Hey John I was wondering, is it possible to fill up visa card dynamic form with selenium or playwright?
I don’t know that on specifically but I’ve filled out loads of forms with playwright and selenium before, if it loads the page fine you’ll have access to the forms to j out data
Hey, I was wondering why you stopped using Scrapy? Was it too big of a framework for the scraping projects you do?
Great video as always!
I found that i preferred to write my own solutions from the ground up with what I was trying to do, scrapy is still a great framework though. I have a video on my channel about it if you are interested in more details
Is this M+ 1M font you use in your ide? very nice and readable
Yes it is- although I think it’s m+ 2m. It’s great I’ve been using it for a while now
Hello, I a newby at scrapping. When I wrote @Dataclass it did not let me do it, it says it is not an integrer. I using python 3.12, httpx, selectolax and rich. Ase you mentioned in the tutorial
hi john, what editor are you using in this video?
This is neovim with the oxocarbon theme
can you give example when select by class?
Class is separated by a dot “div.class”
What editor are you using?
Neovim
U are innocent programmer ❤
Hello, following your tutorial, I am getting a enrror on line 26
resp = client.get(url, headers=headers)
Traceback (most recent call last):
File "", line 1, in
resp = client.get(url, headers=headers)
NameError: name 'client' is not defined
Early morning web scraping lesgo
Hi John, I tried turning your header code into this for macOS
headers = {
"User-Agent": "Mozilla/5.0 (Macintosh; Intel Mac OS X 11_5_1) AppleWebKit/537.36 (KHTML, like Gecko) Chrome/99.0.9999.99 Safari/537.36"
}
I use Google Chrome for web scraping, use M1 Chip and use macOS Ventura 13.4, how can I make it compatible for my scraping
Hi - the user agent header is what we send with the request to the website - it can be anything, you can use the same one I do or any that you can find on google. It doesn’t need to match your system
@@JohnWatsonRooney Would it cause an error if I write the same code that is not configured to my system requirements
Hi, Bro how are you.?
What do you do when the elements you want have dynamically changing classes like class="xJdnxidXjejns xIdhdn39db xzIJhdidmn8"

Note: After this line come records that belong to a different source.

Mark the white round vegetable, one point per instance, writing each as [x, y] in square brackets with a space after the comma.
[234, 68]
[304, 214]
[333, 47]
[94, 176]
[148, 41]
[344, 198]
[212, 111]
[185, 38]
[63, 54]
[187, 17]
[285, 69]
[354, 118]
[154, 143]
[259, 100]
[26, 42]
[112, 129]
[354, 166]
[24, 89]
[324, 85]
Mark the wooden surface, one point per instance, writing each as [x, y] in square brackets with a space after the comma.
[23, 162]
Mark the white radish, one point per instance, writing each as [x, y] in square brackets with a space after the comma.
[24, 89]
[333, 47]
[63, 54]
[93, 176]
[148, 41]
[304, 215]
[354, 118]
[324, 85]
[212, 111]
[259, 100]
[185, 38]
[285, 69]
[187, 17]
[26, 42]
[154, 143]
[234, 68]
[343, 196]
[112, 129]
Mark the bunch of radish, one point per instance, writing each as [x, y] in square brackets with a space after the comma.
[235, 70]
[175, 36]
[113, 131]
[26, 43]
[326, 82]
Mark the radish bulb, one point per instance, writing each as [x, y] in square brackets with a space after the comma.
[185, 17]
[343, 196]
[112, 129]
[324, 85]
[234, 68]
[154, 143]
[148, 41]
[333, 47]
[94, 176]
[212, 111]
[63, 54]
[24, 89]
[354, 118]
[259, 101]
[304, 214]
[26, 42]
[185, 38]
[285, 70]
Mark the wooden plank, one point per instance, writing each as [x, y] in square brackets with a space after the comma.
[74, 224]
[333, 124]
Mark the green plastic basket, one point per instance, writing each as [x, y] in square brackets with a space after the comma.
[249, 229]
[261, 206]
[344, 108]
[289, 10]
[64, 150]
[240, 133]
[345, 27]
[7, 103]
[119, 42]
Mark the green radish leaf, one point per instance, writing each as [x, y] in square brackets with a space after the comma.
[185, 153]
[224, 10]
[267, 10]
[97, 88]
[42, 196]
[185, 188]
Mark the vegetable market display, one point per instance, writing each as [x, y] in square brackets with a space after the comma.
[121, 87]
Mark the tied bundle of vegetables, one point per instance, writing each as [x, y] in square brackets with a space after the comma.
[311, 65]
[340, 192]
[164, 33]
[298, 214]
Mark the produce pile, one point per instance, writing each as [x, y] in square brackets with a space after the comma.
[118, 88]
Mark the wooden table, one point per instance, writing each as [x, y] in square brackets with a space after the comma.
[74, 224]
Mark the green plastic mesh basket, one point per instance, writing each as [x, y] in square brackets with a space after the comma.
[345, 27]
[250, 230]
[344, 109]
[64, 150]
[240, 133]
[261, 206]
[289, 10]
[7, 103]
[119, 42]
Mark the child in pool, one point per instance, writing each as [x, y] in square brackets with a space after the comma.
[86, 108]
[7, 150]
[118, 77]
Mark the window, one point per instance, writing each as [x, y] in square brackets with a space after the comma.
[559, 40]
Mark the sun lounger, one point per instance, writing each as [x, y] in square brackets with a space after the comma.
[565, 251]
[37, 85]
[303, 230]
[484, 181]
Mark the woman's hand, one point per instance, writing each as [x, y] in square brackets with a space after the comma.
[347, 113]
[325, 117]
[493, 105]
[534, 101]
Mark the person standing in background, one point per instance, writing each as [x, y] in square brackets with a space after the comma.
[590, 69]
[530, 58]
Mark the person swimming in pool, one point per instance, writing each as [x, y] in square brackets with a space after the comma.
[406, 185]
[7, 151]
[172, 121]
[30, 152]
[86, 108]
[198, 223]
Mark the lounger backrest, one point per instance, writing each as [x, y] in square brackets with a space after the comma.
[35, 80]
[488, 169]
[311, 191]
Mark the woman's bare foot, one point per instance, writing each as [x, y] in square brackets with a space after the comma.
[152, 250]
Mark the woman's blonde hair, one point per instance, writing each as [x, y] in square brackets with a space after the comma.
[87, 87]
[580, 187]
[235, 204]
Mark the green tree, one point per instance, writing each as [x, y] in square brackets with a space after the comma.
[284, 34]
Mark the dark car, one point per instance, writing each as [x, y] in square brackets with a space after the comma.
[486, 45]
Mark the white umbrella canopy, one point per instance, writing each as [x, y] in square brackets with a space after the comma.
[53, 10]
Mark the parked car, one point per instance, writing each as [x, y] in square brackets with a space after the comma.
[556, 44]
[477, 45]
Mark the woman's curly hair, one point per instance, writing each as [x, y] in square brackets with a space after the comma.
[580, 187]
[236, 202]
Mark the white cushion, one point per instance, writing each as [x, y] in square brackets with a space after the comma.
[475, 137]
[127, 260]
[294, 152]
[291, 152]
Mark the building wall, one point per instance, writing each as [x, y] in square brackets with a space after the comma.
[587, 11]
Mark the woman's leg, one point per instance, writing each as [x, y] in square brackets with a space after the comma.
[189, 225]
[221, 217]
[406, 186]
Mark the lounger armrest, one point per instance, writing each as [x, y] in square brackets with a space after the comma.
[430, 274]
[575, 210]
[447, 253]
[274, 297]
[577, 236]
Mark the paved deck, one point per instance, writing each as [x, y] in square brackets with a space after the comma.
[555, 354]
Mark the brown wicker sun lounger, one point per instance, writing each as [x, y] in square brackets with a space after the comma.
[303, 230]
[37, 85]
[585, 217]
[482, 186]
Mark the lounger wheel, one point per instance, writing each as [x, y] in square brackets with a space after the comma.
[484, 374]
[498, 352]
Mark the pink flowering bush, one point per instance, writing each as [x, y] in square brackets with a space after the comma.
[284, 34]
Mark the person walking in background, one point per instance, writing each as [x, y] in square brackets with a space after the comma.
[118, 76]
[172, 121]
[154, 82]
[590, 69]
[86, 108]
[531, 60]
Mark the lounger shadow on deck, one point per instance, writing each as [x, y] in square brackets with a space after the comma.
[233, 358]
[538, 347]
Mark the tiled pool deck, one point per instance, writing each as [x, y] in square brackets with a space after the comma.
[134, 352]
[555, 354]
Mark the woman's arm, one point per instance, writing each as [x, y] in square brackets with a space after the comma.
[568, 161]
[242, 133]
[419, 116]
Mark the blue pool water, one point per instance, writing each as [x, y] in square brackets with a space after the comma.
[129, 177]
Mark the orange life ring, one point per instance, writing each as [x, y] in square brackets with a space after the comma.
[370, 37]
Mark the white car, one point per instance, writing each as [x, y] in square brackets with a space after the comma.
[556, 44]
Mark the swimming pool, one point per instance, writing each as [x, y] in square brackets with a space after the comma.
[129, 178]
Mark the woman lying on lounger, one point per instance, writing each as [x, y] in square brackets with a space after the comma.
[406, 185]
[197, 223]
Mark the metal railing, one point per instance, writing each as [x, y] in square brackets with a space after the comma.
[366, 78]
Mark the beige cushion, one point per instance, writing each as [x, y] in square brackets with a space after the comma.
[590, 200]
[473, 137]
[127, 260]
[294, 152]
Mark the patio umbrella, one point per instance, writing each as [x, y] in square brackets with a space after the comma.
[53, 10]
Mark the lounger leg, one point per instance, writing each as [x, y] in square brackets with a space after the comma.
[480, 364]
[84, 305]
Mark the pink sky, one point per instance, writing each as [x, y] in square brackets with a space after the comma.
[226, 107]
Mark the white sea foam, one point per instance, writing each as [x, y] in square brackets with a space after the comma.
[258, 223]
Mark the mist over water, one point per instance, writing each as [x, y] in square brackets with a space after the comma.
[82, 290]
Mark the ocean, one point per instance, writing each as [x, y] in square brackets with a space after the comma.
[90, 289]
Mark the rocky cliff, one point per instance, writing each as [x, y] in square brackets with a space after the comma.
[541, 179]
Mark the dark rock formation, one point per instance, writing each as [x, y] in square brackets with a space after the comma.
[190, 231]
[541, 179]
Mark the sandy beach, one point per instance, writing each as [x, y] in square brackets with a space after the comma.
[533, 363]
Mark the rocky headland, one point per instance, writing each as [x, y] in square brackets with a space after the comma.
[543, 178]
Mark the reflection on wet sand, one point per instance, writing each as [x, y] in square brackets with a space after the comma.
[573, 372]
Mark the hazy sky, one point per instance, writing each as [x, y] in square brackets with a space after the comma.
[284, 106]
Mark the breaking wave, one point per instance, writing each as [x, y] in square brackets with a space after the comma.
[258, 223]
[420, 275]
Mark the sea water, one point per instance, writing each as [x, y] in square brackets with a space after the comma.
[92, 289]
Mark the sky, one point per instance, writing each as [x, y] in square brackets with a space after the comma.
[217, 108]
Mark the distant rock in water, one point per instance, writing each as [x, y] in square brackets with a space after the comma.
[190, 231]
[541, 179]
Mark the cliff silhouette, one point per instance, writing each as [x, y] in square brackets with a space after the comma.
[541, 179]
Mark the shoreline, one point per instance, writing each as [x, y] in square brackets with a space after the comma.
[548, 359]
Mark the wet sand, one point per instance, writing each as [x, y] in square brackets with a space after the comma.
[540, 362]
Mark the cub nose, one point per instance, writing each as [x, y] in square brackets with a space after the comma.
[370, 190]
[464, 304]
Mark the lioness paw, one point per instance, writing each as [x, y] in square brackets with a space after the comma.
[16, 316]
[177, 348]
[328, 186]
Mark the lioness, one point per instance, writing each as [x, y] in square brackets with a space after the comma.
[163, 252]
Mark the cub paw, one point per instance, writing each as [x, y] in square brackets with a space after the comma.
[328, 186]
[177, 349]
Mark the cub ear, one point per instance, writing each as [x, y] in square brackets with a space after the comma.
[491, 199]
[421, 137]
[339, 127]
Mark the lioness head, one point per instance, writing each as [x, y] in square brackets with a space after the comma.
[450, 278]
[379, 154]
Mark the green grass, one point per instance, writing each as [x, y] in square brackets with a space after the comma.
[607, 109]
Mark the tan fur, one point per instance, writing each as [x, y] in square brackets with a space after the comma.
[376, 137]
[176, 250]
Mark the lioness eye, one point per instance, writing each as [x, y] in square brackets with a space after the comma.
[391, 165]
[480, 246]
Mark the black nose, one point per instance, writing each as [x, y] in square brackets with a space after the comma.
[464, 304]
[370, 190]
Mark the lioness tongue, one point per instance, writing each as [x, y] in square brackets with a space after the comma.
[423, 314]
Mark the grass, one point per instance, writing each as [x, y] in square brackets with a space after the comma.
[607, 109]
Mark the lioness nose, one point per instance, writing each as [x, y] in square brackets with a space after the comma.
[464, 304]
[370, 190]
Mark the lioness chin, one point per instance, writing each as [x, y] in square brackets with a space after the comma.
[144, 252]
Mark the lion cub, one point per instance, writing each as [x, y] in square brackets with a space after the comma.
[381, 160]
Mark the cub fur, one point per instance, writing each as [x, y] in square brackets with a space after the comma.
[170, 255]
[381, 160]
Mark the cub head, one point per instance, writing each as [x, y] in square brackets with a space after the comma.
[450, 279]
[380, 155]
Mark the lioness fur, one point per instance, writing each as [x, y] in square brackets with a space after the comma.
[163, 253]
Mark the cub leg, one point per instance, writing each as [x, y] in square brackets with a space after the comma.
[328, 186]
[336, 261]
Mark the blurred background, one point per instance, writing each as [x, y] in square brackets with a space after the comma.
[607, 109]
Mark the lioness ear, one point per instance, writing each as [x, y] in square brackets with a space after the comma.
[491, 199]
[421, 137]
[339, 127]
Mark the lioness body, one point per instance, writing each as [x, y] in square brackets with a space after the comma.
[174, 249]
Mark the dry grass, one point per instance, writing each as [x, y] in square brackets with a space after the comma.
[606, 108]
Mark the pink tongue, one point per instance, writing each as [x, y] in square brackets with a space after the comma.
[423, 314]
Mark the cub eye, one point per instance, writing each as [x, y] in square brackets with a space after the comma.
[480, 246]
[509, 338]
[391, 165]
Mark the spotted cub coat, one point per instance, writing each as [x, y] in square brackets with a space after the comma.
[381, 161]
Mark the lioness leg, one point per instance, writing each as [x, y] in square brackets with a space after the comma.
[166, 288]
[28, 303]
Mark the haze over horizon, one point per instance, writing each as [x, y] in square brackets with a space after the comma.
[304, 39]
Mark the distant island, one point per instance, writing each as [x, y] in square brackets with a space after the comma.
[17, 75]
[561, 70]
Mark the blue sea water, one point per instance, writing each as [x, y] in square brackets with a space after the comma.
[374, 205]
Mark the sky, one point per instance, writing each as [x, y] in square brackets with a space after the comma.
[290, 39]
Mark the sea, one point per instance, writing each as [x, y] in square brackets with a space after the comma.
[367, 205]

go back up the element tree until you find one that is constant, then reference off of that. I use css selectors so something like "div.constantclass li a" for all the a tags within li tags in divs with class "constantclass"
@@JohnWatsonRooney would really love a tutorial on this... and if you made something similar to this dynamic Changing classes can you link me? I'm at my wits end btw superb content manh. its helping me learn python deeply too
I'm getting an error on page 20 and it's consistent, but the products seem to vary each time the page appears, so they must be getting unordered data from their SQL statement.
File "C:\Users
icha\AppData\Local\Programs\Python\Python310\lib\ssl.py", line 1132, in read
return self._sslobj.read(len)
TimeoutError: The read operation timed out
It looks like the last line from your code to be executed was this:
File "C:\Users
icha\PycharmProjects\webScraping\JohnWatsonRooney\ModernScrapingBestTools.py", line 28, in get_page
resp = client.get(url, headers=headers)
File "C:\Users
icha\PycharmProjects\webScraping\venv\lib\site-packages\httpx\_transports\default.py", line 77, in map_httpcore_exceptions
raise mapped_exc(message) from exc
httpx.ReadTimeout: The read operation timed out
It happens consistently on www.rei.com/c/backpacks?page=20 but the number of products printed seems to vary before the error occurs.
Do you have any debugging suggestions?